« Lorsqu’il avait quitté la maison, il s’était dit qu’une opportunité lui était offerte, une seconde chance. Il s’était dit que la femme qu’il laissait derrière lui après vingt-cinq ans de mariage était trop vieille, trop dépendante, trop émotive, et qu’il lui fallait quelqu’un d’autre, quelqu’un de plus jeune qui lui ressemble davantage. En se lançant à la recherche de cette personne, il avait trouvé Lorna, qui était aux antipodes de Cadence, mais il se demande à présent, à la vue de son ex-femme, si c’était vraiment ce qu’il voulait, au fond. Existait-il une personne idéale, et si oui, se pouvait-il que Cadence soit cette personne depuis le début ? Sans doute était-elle loin d’être parfaite, et sans doute ne formaient-ils pas non plus un couple parfait, mais ils représentaient tout de même quelque chose, non ? Fondamentalement, ils étaient compatibles, et tout aussi fondamentalement, il avait besoin d’elle, n’arrivait pas à vivre sans elle, et elle avait sûrement le même sentiment.« 

« Pourquoi elle a choisi de lui pardonner, d’oublier ses errements, de fermer les yeux sur sa désinvolture, elle ne saurait le dire. Ce serait comme tenter d’expliquer vint-cinq ans de mariage à quelqu’un que l’on ne connaît pas. Ces habitudes étaient profondément ancrées en elle. Elles faisaient partie d’elle, au même titre que le reste. Et Elson faisait lui aussi partie d’elle. Elle aurait aimé prétendre le contraire, mais impossible. Ils étaient indissociablement liés, elle et lui, tels les tissus d’un même organisme. Aucune séparation, aucune trahison, pas même un divorce, n’y pourrait rien changer.« 

Porter

Entre les jours Andrew Porter

L’Olivier, 2014, 391 pages

Traduit de l’anglais (Etats-Unis) par France Camus-Pichon (In Between Days 2012)

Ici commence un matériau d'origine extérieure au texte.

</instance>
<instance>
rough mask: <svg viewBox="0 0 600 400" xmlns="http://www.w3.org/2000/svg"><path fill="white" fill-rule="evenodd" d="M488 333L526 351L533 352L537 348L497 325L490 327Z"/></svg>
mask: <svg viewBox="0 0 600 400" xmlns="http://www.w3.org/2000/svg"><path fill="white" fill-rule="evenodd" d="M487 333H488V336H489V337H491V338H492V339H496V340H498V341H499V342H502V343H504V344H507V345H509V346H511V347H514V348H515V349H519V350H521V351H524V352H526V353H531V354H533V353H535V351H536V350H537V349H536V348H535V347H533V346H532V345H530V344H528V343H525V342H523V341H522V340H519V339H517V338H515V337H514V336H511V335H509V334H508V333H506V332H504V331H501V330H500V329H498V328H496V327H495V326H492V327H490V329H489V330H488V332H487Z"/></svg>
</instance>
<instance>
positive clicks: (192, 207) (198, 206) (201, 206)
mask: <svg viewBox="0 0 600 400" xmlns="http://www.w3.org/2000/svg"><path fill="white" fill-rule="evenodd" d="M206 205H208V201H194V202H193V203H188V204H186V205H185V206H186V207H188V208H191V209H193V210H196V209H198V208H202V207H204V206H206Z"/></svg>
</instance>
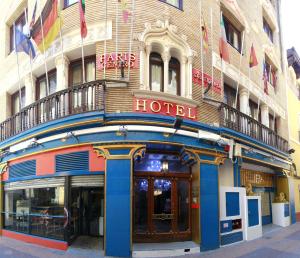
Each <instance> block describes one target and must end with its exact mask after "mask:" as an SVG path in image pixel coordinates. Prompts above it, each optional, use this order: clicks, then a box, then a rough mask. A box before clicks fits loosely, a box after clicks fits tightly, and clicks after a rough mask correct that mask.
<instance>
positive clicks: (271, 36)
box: [263, 18, 273, 42]
mask: <svg viewBox="0 0 300 258" xmlns="http://www.w3.org/2000/svg"><path fill="white" fill-rule="evenodd" d="M263 27H264V31H265V33H266V34H267V36H268V38H269V39H270V40H271V41H272V42H273V30H272V29H271V26H270V25H269V23H268V22H267V21H266V19H265V18H263Z"/></svg>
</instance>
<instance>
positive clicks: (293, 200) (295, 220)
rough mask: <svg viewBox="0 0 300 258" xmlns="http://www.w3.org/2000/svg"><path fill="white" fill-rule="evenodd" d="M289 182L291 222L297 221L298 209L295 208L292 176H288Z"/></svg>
mask: <svg viewBox="0 0 300 258" xmlns="http://www.w3.org/2000/svg"><path fill="white" fill-rule="evenodd" d="M288 183H289V201H290V215H291V224H295V223H296V210H295V189H294V180H293V178H292V177H288Z"/></svg>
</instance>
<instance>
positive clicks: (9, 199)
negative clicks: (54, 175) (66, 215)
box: [4, 186, 65, 240]
mask: <svg viewBox="0 0 300 258" xmlns="http://www.w3.org/2000/svg"><path fill="white" fill-rule="evenodd" d="M4 206H5V219H4V228H6V229H9V230H13V231H17V232H23V233H27V234H32V235H38V236H42V237H48V238H54V239H59V240H63V239H64V223H65V217H64V187H62V186H60V187H47V188H34V189H33V188H31V189H30V188H28V189H20V190H7V191H5V204H4Z"/></svg>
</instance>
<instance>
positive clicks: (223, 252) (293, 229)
mask: <svg viewBox="0 0 300 258" xmlns="http://www.w3.org/2000/svg"><path fill="white" fill-rule="evenodd" d="M0 250H1V251H0V258H2V257H5V258H7V257H11V258H36V257H39V258H44V257H45V258H58V257H59V258H77V257H78V258H98V257H99V258H102V257H103V251H95V250H88V249H79V248H72V247H70V248H69V249H68V251H66V252H65V251H57V250H53V249H49V248H44V247H40V246H36V245H32V244H27V243H24V242H20V241H17V240H14V239H10V238H6V237H1V238H0ZM181 257H184V258H194V257H200V258H206V257H210V258H212V257H213V258H235V257H236V258H237V257H239V258H285V257H286V258H299V257H300V223H297V224H295V225H292V226H289V227H287V228H282V229H278V230H274V231H271V232H270V233H267V234H265V235H264V236H263V237H262V238H260V239H256V240H253V241H249V242H243V243H240V244H234V245H231V246H227V247H222V248H220V249H218V250H215V251H211V252H205V253H200V254H197V255H185V256H181Z"/></svg>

Ce n’est pas l’histoire d’un mariage, ce roman, bien que les deux parents, Cadence et Elson (drôles de prénom !) examinent le leur à la loupe (comme l’indiquent les extraits ci-dessus, pas franchement délirants d’enthousiasme…), mais c’est bien l’histoire d’une famille et de ces minuscules comportements que l’on remarque à peine, qui sont noyés dans l’activité du quotidien mais qui, si on s’y arrêtait un peu, révèlent un caractère. Ainsi l’aîné, Richard, doute-t-il de ses qualités de poète (et de l’intérêt réel qu’il leur porte) ou du poids de l’amour qu’il a toujours témoigné à sa petite soeur (« Qu’avait-il donné à Chloé, sinon l’impression fausse que tout lui était dû, qu’elle serait toujours en sécurité, et la croyance naïve que ses actes pouvaient être sans conséquence ?« ) Chloé, elle, doute de sa capacité à créer des relations sociales harmonieuses (elle a vécu une première année d’université affreuse et en est restée traumatisée), et leurs parents doutent d’eux et de l’autre, des autres en fait. Bref, une famille banale ! Avec des apparences bien normales, souriantes, enjouées, posées, des ami(e)s, des activités, un peu de culture, un peu d’aisance financière, et dessous, des doutes, que l’on ne s’autorise surtout pas à exprimer, y compris à soi-même. Alors on avance, un jour après l’autre, des choses arrivent, on y réagit, ou pas, et entre les jours se tient tout le reste, tout l’important, pourrait-on dire. Construit comme un polar avec un excellent sens du suspens (une disparition), ce roman ne cesse de surprendre son lecteur en ne l’emmenant jamais vers la facilité et en variant les ambiances. Ca coule tout seul, c’est beaucoup moins sombre que je ne le craignais, et j’ai beaucoup aimé ! Comme Cathulu (merci !) ou Clara.